In an SSH tunnel, the conversation I'm having with the server is another TCP/IP conversation to some other remote destination. So inside the tunnel, that second network connection is encrypted, but once it gets to the other end of the tunnel, it's unencrypted internet traffic.

Now. If you were to find that second conversation in the clear, all you'd see is the final destination of the conversation (IP destination address) and the SSH server (IP source address). There's not much in those packets (considering TCP/IP headers only) to differentiate it from some other internet traffic that was created on the SSH server machine; I don't believe there's anything specific in the packets that indicates SSH had anything to do with it.

That doesn't mean it can't be connected back to me -- just that you couldn't do that just by examining TCP/IP headers. For example, deep packet inspection (looking at the data payload in addition to packet headers) could certainly identify me if I'm using the tunnel to login to my Gmail account without SSL. As another example, someone who can root the SSH server hosting my tunnel can figure out what port the tunnel is operating on, and then they can track me by TCP/IP headers.

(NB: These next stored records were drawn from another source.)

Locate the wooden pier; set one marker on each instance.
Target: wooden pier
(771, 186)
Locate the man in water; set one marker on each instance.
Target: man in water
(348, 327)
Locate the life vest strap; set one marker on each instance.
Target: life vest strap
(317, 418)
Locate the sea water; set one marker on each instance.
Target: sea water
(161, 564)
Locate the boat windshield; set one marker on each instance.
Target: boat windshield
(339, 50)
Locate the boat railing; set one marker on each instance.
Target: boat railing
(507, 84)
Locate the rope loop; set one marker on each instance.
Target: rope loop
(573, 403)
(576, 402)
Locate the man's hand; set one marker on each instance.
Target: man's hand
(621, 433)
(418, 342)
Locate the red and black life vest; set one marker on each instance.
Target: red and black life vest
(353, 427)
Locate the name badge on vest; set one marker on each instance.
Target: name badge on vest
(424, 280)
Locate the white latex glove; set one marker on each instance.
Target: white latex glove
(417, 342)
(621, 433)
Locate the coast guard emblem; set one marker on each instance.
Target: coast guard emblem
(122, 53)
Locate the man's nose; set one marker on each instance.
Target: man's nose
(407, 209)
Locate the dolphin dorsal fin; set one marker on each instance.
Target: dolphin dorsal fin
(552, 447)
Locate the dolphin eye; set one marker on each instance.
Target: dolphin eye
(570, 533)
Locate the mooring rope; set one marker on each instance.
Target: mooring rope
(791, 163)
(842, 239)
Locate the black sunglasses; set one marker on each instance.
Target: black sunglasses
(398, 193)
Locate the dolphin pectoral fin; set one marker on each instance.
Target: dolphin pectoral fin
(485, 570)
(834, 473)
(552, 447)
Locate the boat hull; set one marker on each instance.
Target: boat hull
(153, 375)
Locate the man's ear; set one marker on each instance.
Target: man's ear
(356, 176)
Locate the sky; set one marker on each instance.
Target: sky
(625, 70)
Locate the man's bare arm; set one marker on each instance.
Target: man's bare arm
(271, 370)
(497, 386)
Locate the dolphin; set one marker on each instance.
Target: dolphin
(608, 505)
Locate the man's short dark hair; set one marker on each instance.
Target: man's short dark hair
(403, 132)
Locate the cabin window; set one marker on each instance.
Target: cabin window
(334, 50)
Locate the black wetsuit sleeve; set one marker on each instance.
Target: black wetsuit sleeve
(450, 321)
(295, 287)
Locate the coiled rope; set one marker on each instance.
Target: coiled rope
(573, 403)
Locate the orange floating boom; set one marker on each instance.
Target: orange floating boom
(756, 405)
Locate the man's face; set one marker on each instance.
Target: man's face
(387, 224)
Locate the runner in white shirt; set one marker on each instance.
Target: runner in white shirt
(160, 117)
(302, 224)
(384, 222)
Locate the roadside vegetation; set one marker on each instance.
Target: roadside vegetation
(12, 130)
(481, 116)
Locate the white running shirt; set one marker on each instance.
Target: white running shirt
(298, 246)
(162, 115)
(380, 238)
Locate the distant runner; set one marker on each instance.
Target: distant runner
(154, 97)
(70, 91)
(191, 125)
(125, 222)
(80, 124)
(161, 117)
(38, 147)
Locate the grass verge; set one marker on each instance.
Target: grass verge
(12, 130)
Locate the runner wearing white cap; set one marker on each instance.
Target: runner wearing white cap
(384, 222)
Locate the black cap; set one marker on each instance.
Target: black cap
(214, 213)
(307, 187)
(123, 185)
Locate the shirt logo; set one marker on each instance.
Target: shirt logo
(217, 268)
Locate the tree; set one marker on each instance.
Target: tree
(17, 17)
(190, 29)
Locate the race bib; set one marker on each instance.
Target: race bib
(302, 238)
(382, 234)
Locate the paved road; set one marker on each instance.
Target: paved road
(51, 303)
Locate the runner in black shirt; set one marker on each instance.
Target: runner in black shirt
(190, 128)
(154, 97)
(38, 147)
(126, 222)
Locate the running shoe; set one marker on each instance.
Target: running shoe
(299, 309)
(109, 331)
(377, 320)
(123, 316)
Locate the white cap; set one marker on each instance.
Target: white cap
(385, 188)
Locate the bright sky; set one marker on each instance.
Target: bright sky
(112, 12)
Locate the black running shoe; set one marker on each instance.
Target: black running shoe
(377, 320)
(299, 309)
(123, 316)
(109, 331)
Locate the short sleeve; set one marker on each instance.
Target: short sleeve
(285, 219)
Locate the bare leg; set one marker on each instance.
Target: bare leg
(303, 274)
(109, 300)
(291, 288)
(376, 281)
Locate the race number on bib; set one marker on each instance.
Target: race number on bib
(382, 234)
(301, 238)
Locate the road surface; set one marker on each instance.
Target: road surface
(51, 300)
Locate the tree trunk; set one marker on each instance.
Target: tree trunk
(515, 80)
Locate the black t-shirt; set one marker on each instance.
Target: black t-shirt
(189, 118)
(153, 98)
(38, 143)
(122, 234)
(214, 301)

So no, SSH tunnelling by itself will not be sufficient to hide your e-footprints from a determined tracker."
Guest [Entry]

"If you're suggesting they could read your traffic by reading your destination server's ""unencrypted traffic to the internet"", you need to realize that the encryption goes both ways.

But yes, a man in the middle can see that server's IP address, because otherwise there'd be no way that your packets could be routed to that server. What you'd want is an anonymous proxy service in between if you need to obfuscate the systems at each end, and not just the traffic itself."